L’attività di ricerca scientifica, in particolare in ambito sanitario, si fonde sull’elaborazione e sull’analisi di informazioni relative alle persone, spesso appartenenti a categorie particolari di dati, come quelli relativi alla salute. Ogni progetto di ricerca nasce da un’ipotesi scientifica che viene tradotta in un protocollo strutturato, volto a verificare la fattibilità, la validità e l’utilità dell’indagine proposta. In tale contesto, il trattamento dei dati personali non rappresenta un elemento accessorio, ma costituisce parte integrante e imprescindibile del processo di ricerca.

Di seguito si intende fornire un quadro esaustivo della disciplina vigente, illustrando principi, fonti normative, basi giuridiche e strumenti operativi necessari per garantire la conformità al Regolamento Generale sulla Protezione dei Dati (RGPD) e alla normativa nazionale dei progetti di ricerca condotti presso l’Azienda-Ospedaliero Universitaria e l’AUSL di Ferrara.
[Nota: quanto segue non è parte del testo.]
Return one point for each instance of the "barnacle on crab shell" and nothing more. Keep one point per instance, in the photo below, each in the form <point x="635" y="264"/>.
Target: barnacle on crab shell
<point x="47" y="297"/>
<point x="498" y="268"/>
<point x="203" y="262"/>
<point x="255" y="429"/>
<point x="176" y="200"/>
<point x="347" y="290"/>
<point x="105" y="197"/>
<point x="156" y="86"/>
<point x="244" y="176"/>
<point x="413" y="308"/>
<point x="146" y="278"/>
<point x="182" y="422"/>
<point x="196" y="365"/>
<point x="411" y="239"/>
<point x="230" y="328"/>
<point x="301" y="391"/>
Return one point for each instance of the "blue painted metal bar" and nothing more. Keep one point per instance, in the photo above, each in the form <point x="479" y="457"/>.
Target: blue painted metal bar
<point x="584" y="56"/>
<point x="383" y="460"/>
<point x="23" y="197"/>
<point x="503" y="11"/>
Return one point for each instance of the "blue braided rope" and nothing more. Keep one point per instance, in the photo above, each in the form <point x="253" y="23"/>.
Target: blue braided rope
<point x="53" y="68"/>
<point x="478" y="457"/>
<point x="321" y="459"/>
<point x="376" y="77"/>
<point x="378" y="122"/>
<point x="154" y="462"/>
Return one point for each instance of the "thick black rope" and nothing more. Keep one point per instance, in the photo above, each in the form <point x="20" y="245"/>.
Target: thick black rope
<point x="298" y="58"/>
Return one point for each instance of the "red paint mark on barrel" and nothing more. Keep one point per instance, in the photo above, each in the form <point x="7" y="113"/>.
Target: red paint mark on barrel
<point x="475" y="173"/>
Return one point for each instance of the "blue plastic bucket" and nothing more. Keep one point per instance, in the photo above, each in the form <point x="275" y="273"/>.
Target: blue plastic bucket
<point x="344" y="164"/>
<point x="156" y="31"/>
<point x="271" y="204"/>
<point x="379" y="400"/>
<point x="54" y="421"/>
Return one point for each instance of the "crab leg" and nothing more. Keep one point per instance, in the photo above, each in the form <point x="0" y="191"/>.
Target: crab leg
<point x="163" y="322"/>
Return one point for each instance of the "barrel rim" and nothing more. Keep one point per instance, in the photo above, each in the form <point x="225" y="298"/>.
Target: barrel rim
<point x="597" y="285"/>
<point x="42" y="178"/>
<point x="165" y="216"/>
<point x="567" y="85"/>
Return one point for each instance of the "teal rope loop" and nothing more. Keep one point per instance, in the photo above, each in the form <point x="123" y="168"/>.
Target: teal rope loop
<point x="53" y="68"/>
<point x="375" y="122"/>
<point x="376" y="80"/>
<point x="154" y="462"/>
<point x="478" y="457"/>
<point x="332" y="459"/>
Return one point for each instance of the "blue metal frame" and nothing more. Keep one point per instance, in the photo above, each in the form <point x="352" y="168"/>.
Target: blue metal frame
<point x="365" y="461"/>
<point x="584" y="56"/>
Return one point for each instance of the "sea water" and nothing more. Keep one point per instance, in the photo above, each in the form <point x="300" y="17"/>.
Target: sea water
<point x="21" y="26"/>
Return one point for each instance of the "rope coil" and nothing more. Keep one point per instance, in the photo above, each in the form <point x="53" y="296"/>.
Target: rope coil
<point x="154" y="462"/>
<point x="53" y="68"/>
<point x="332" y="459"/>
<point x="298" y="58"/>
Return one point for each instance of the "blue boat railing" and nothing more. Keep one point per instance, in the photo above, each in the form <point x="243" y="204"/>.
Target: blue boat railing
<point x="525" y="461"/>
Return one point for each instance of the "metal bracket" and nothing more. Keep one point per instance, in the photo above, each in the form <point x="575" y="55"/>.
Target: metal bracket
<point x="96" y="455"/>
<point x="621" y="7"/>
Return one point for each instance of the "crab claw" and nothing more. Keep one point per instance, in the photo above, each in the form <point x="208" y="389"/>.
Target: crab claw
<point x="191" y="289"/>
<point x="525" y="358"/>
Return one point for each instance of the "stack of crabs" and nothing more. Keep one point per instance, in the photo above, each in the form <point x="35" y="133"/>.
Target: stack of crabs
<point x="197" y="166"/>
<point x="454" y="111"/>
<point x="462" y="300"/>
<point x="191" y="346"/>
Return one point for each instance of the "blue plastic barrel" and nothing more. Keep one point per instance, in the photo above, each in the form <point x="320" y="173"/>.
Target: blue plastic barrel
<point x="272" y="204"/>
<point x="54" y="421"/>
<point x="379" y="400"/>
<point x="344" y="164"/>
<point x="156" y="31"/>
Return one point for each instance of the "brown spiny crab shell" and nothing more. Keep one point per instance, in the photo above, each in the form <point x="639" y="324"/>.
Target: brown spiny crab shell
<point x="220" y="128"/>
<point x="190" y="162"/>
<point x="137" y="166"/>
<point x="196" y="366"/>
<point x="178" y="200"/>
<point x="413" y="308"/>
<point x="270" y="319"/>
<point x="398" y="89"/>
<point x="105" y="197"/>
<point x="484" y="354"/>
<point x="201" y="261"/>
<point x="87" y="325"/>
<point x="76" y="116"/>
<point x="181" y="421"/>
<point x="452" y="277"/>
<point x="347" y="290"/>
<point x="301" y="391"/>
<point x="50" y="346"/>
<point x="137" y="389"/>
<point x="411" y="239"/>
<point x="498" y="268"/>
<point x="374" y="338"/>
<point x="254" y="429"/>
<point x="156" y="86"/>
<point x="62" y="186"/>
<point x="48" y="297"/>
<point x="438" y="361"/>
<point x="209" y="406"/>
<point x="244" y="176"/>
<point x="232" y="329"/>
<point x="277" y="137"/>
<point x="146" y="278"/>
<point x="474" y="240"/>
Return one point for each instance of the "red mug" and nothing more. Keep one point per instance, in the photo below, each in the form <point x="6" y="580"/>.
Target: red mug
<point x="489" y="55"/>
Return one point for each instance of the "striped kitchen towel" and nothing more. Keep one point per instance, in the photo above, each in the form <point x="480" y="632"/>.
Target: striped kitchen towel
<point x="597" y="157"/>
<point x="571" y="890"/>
Come noto, ogni attività di ricerca scientifica si basa su un progetto, il quale traduce l'idea di ricerca in un'indagine scientifica o contiene un disegno di ricerca che dimostra la fattibilità e la convenienza di tale indagine. I progetti di ricerca comportano solitamente un trattamento di dati personali. Pertanto, avviare un progetto di ricerca richiede pertanto la verifica di molteplici aspetti legati alla protezione dei dati personali. Il Considerando 159 del RGPD chiarisce infatti che "qualora i dati personali siano trattati per finalità di ricerca scientifica, il presente regolamento dovrebbe applicarsi anche a tale trattamento".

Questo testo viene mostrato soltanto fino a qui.